Не раз проросла молодая трава.
И рыжая белка бельчат родила.
И рыжая белка уже умерла.
И снова, чуть воздух весною запах,
Бельчата резвились в сосновых ветвях.
А яблоко, в землю упав, проросло,
И дерево яблоневое расцвело.
Лишь розовым утром край неба расцвёл,
К той девушке юноша стройный пришёл
И белых магнолий душистый букет
Сложил перед ней, чтоб услышать ответ.
— Поверь мне, я жить не могу, не любя!
Ответь мне, не в силах я жить без тебя!
— Но девушка не шевельнула рукой,
И только смотрела на пенный прибой,
И молча сама улыбаясь себе,
Она не внимала горячей мольбе…
И юноша тихо поднялся с колен.
И тёмен стал только забрезживший день…
4
И снова менялись времёна годов,
И море смывало края берегов,
Гуляла по белому свету беда,
Горели разграбленные города…
Как блудные дети приходят к отцу,
Шло ясное рыжее лето к концу.
И спелые яблоки дружной гурьбой
Уже дозревали на ветке родной.
А девушка глиняная в глуши
Стояла без сердца и без души…
И к вечеру ближе из чащи кустов
Вдруг вышел мужчина, высок и суров,
И бросил к ногам её твёрдой рукой
Он меч, потемневший от крови людской.
— На чёрной триере я за море плыл.
И гордых троянцев повергли мы в пыль.
Где высились прежние их города,
Там плугом пропахана борозда.
Мы тысячами увозили рабов
С дымящих и воющих берегов.
Я — вождь непреклонный, мне имя — судьба.
Но все мои подвиги — для тебя!
…Но девушка не шевельнула рукой,
Безмолвно смотрела на шумный прибой,
Бездумно сама улыбаясь себе,
Она не вняла этой страстной мольбе.
И воин, помедлив, свой меч подобрал,
И горбясь понуро, он прочь зашагал…
5
А время текло неустанной рекой,
Косило людей неизбежной рукой,
Растило леса и растило хлеба,
Рождало поэта, царя и раба.
А в чаще, где тень холодна и густа,
Таилась ненужная красота.
Прошли чередою и ночи и дни.
И как-то в ночи замерцали огни.
Шли люди сквозь зарослей мрачный завал,
И ветер их факелов клочья трепал.
Их вёл через темень и лес напрямик
С повадкою властной высокий старик.
Он вышел и встал, горделив и суров,
И вышла за ним вереница рабов,
И каждый с глубоким поклоном слагал
Свой груз драгоценный к прекрасным ногам.
Здесь грудой, звеня и сверкая, легло
Чеканное золото и серебро.
— Проснись и гляди же — воскликнул старик —
Слова я на ветер бросать не привык.
Я власти достиг над обширной землёй,
Теперь я играю людскою судьбой,
Но власть и богатство тебе я отдам,
Как жертвы приносят великим богам!
Народы пред мною простёрты в пыли.
Так стань же богиней владыки земли!
…Клубился удушливый факелов дым.
Но девушка молча стояла пред ним,
В лице не меняясь, не дрогнув рукой.
В ночи рокотал уходящий прибой.
С прерывистым шорохом рваных страниц
Червивые яблоки падали ниц.
И чёрными ветками сумрачный лес
Цеплялся за низкие звёзды небес…
И — крик.
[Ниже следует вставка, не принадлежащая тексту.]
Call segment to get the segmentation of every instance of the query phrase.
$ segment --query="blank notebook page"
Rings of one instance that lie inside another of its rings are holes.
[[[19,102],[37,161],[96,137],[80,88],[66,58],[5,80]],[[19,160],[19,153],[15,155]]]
И — поднятая тяжесть жезла.
И хруст черепков. И молчанье. И мгла.
Баллада о якоре спасения
Говорит корабль:
Ударился ветер в наветренный борт,
И ближе стал Бог, чем ближайший порт.
А с борта другого, кусая прибой,
Оскалились скалы голодных зубов.
Я знал: до убежища не дотяну,
И якорь спасения бросил ко дну.
Нагнулися мачты, гудят русленя,
Но якорь спасения держит меня.
Он прочно схватился за крепкое дно,
И цепью мы связаны с ним заодно.
Меня и швыряет, и треплет, и бьёт —
Но держится цепь, и надежда живёт.
…Уходят на запад и ветер, и гром.
Спасибо, мой якорь, окончился шторм!
Далёкого плаванья слышится зов,
Звучит обещанье других берегов.
Довольно, довольно на привязи быть!
Но якорь не хочет со дна выходить.
Он держит порыв мой… Я цепь расклепал,
И с криком конец её в воду упал.
О, парус желанья! О, память-струя!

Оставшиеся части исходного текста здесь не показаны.